Read CSV files and convert to other file formats easily
Project description
Welcome To Datagrunt
Datagrunt is a Python library designed to simplify the way you work with CSV files. It provides a streamlined approach to reading, processing, and transforming your data into various formats, making data manipulation efficient and intuitive.
Why Datagrunt?
Born out of real-world frustration, Datagrunt eliminates the need for repetitive coding when handling CSV files. Whether you're a data analyst, data engineer, or data scientist, Datagrunt empowers you to focus on insights, not tedious data wrangling.
What Datagrunt Is Not
Datagrunt is not an extension of or a replacement for DuckDB, Polars, or PyArrow, nor is it a comprehensive data processing solution. Instead, it's designed to simplify the way you work with CSV files and to help solve the pain point of inferring delimiters when a file structure is unknown. Datagrunt provides an easy way to convert CSV files to dataframes and export them to various formats.
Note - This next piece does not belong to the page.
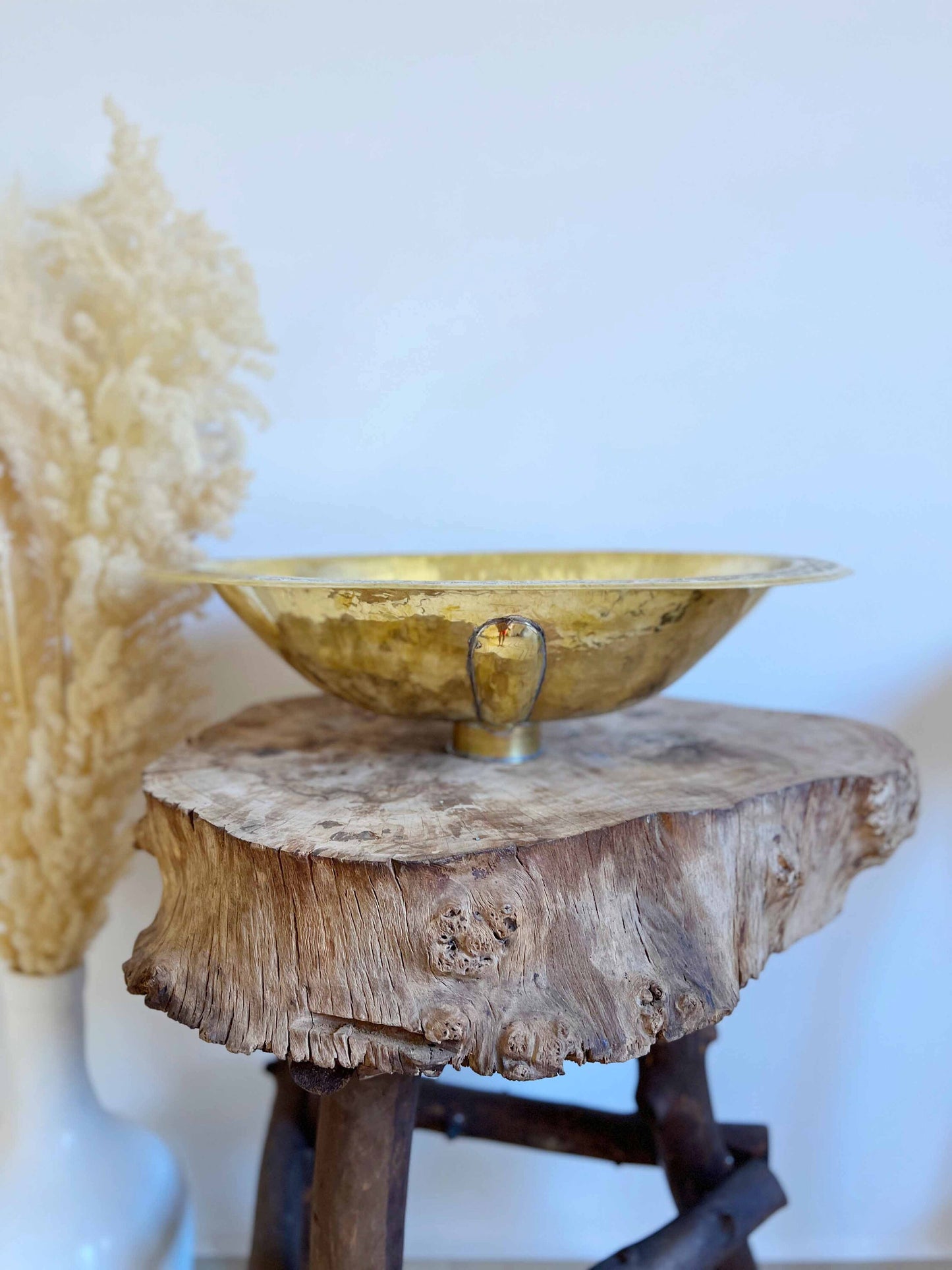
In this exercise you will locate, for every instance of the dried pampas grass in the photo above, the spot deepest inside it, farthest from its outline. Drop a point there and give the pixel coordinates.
(125, 328)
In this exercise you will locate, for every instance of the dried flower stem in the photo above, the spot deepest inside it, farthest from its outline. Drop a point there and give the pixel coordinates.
(126, 330)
One of Datagrunt's value propositions is its relative simplicity and ease of use.
Key Features
- Intelligent Delimiter Inference: Datagrunt automatically detects and applies the correct delimiter for your CSV files.
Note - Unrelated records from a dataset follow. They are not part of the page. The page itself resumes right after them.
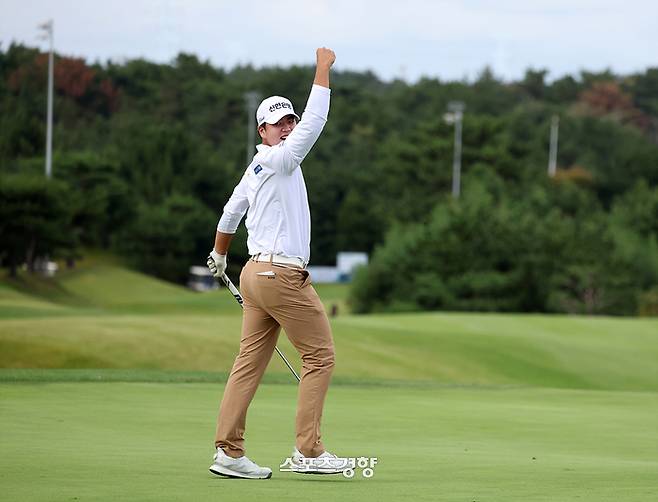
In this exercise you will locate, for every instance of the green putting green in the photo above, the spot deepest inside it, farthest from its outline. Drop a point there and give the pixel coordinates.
(153, 441)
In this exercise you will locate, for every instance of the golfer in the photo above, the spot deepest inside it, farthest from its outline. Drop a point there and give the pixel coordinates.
(275, 284)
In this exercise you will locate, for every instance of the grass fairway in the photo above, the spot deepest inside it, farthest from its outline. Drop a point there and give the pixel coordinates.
(144, 441)
(456, 407)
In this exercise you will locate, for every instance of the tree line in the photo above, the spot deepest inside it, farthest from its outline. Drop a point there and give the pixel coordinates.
(146, 154)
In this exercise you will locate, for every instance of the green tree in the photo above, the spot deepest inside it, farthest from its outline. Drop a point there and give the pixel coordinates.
(35, 220)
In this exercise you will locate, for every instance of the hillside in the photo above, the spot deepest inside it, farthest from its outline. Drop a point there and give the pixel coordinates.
(103, 316)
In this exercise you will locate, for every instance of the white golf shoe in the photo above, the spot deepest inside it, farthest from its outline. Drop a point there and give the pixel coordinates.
(326, 463)
(240, 467)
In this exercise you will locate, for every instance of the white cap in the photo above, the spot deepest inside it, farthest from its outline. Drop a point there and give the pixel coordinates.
(273, 109)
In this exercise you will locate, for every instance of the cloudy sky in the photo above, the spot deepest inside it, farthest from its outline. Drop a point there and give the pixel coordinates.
(402, 39)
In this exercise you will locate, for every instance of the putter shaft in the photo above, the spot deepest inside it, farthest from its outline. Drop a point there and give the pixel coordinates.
(238, 297)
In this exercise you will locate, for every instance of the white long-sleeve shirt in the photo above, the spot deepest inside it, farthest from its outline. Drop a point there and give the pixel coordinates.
(272, 190)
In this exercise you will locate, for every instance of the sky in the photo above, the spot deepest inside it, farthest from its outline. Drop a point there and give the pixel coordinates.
(408, 39)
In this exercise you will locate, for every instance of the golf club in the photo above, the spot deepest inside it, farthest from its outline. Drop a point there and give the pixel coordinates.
(234, 291)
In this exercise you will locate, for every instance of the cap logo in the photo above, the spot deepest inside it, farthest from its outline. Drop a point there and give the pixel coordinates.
(280, 105)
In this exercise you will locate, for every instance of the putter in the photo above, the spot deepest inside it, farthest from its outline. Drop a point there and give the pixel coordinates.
(238, 297)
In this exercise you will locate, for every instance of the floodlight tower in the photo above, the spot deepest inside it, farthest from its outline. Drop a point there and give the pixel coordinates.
(454, 116)
(48, 28)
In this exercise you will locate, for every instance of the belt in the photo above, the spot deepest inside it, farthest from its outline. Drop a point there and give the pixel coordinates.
(279, 260)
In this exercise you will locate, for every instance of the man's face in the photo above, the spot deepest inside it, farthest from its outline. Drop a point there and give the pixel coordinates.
(273, 134)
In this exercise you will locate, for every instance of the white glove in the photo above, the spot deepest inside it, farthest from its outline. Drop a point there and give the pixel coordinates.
(216, 263)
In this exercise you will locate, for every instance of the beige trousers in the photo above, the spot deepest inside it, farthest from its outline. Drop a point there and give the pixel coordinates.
(285, 299)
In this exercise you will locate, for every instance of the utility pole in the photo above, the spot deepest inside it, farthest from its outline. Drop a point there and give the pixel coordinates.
(251, 99)
(552, 152)
(48, 28)
(454, 116)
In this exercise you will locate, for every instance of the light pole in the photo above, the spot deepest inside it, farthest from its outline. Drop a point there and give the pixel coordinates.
(48, 28)
(251, 99)
(454, 116)
(552, 152)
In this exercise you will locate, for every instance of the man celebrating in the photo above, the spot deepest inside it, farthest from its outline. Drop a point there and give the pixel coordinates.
(275, 284)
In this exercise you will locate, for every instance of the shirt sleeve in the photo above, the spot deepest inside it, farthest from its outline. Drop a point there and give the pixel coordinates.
(234, 209)
(289, 154)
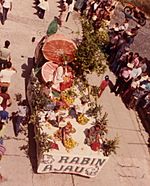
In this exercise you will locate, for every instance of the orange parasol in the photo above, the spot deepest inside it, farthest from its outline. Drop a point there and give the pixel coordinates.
(48, 70)
(57, 47)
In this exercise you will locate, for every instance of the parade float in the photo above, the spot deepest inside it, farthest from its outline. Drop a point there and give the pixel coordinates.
(70, 130)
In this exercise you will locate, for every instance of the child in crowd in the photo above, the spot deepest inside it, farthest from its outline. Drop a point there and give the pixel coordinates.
(103, 85)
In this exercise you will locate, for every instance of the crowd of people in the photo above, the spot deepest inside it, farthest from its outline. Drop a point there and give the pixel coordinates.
(131, 69)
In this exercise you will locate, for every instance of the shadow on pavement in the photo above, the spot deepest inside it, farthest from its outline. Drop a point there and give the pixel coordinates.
(32, 147)
(26, 72)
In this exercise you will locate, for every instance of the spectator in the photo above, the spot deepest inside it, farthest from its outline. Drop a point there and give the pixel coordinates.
(103, 85)
(6, 102)
(5, 55)
(20, 116)
(6, 75)
(43, 7)
(7, 5)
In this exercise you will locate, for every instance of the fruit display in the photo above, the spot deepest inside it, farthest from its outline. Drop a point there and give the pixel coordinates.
(67, 98)
(69, 143)
(82, 119)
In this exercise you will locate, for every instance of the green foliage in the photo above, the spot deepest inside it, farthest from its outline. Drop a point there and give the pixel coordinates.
(141, 4)
(110, 146)
(90, 57)
(43, 141)
(39, 99)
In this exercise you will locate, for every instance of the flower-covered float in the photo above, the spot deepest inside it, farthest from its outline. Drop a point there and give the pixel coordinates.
(70, 130)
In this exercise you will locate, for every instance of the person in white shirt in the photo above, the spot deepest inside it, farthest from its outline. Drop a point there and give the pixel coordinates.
(5, 55)
(7, 5)
(43, 6)
(6, 74)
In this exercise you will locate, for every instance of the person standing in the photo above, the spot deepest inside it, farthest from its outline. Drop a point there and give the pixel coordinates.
(7, 5)
(43, 6)
(103, 85)
(6, 102)
(5, 55)
(6, 75)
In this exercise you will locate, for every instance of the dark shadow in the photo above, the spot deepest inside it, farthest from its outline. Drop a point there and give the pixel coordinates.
(32, 147)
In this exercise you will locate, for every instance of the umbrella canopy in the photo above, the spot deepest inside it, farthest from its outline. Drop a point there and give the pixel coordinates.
(48, 70)
(59, 49)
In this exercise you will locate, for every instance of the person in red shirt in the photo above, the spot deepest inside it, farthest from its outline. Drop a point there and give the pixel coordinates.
(6, 98)
(103, 85)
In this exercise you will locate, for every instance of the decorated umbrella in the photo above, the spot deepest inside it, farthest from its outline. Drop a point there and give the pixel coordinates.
(59, 49)
(48, 70)
(48, 73)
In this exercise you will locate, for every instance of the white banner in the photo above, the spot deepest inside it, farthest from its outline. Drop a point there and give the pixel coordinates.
(85, 166)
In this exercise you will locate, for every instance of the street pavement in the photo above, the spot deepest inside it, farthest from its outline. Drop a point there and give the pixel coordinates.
(129, 167)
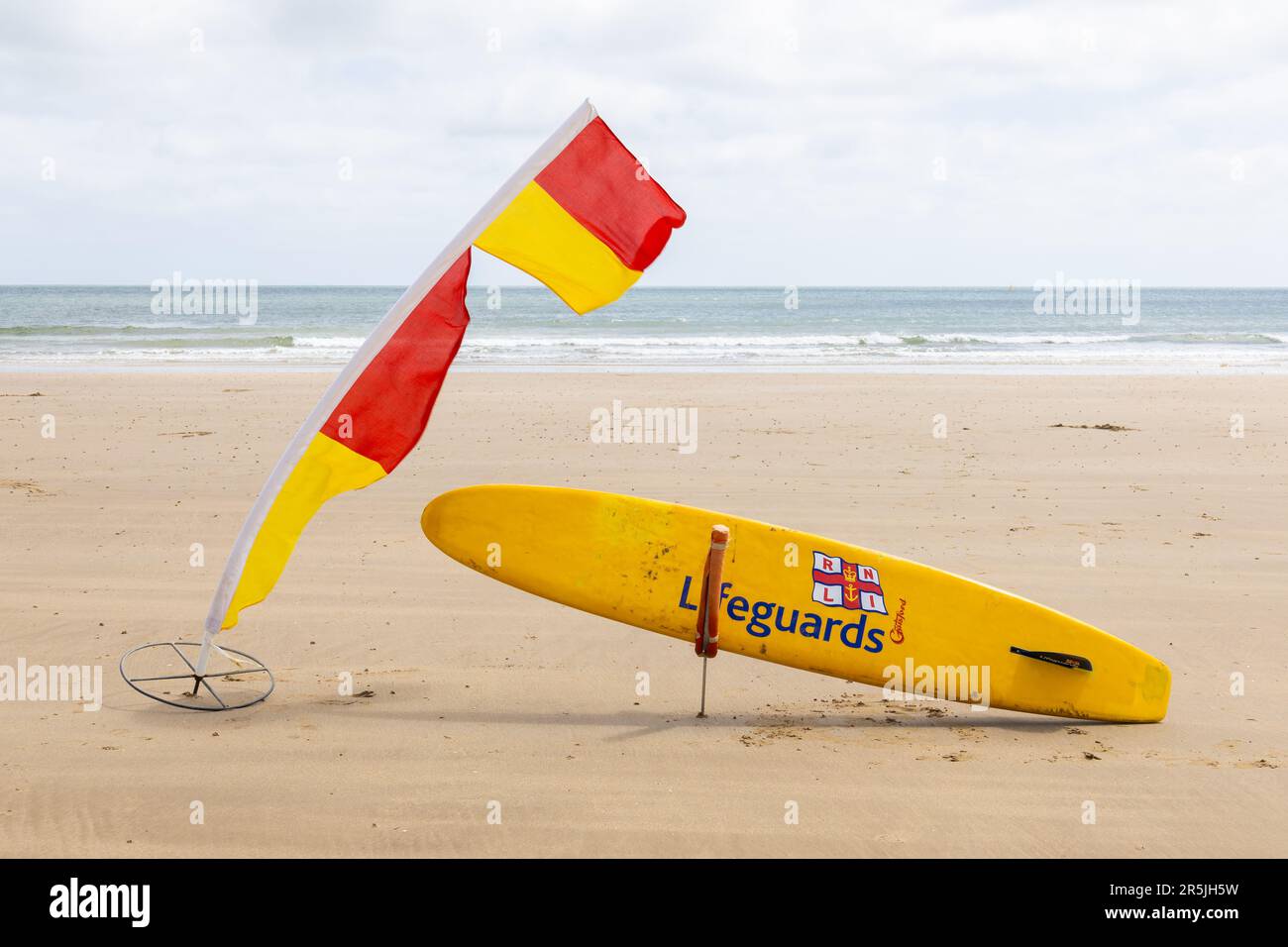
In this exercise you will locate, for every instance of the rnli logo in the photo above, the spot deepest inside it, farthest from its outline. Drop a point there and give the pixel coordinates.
(842, 583)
- Multiple Processing Engines: Choose from three powerful engines - DuckDB, Polars, and PyArrow - to handle your data processing needs.
- Flexible Data Transformation: Easily convert your processed CSV data into various formats including CSV, Excel, JSON, JSONL, and Parquet.
- AI-Powered Schema Analysis: Use Google's Gemini models to automatically generate detailed schema reports for your CSV files, including data types, column classifications, and data quality checks.
- Pythonic API: Enjoy a clean and intuitive API that integrates seamlessly into your existing Python workflows.
Powertools Under The Hood
| Tool | Description |
|---|---|
| DuckDB | Fast in-process analytical database with excellent SQL support |
| Polars | Multi-threaded DataFrame library written in Rust, optimized for performance |
| PyArrow | Python bindings for Apache Arrow with efficient columnar data processing |
| Google Gemini | A powerful family of generative AI models for schema analysis |
Installation
We recommend using UV. However, you may get started with Datagrunt in seconds using UV or pip.
Get started with UV:
uv pip install datagrunt
Get started with pip:
pip install datagrunt
Quick Start
Reading CSV Files with Multiple Engine Options
from datagrunt import CSVReader
# Load your CSV file with different engines
csv_file = 'electric_vehicle_population_data.csv'
# Choose your engine: 'polars' (default), 'duckdb', or 'pyarrow'
reader_polars = CSVReader(csv_file, engine='polars') # Default - fast DataFrame ops
reader_duckdb = CSVReader(csv_file, engine='duckdb') # Best for SQL queries
reader_pyarrow = CSVReader(csv_file, engine='pyarrow') # Arrow ecosystem integration
# Get a sample of the data
reader_duckdb.get_sample()
DuckDB Integration for Performant SQL Queries
from datagrunt import CSVReader
# Set up DuckDB engine for SQL capabilities
dg = CSVReader('electric_vehicle_population_data.csv', engine='duckdb')
# Construct your SQL query using the auto-generated table name
query = f"""
WITH core AS (
SELECT
City AS city,
"VIN (1-10)" AS vin
FROM {dg.db_table}
)
SELECT
city,
COUNT(vin) AS vehicle_count
FROM core
GROUP BY 1
ORDER BY 2 DESC
"""
# Execute the query and get results as a Polars DataFrame
df = dg.query_data(query).pl()
print(df)
Exporting Data to Multiple Formats
from datagrunt import CSVWriter
# Create writer with your preferred engine
writer = CSVWriter('input.csv', engine='duckdb') # Default for exports
# Export to various formats
writer.write_csv('output.csv') # Clean CSV export
writer.write_excel('output.xlsx') # Excel workbook
writer.write_json('output.json') # JSON format
writer.write_parquet('output.parquet') # Parquet for analytics
# Use PyArrow engine for optimized Parquet exports
writer_arrow = CSVWriter('input.csv', engine='pyarrow')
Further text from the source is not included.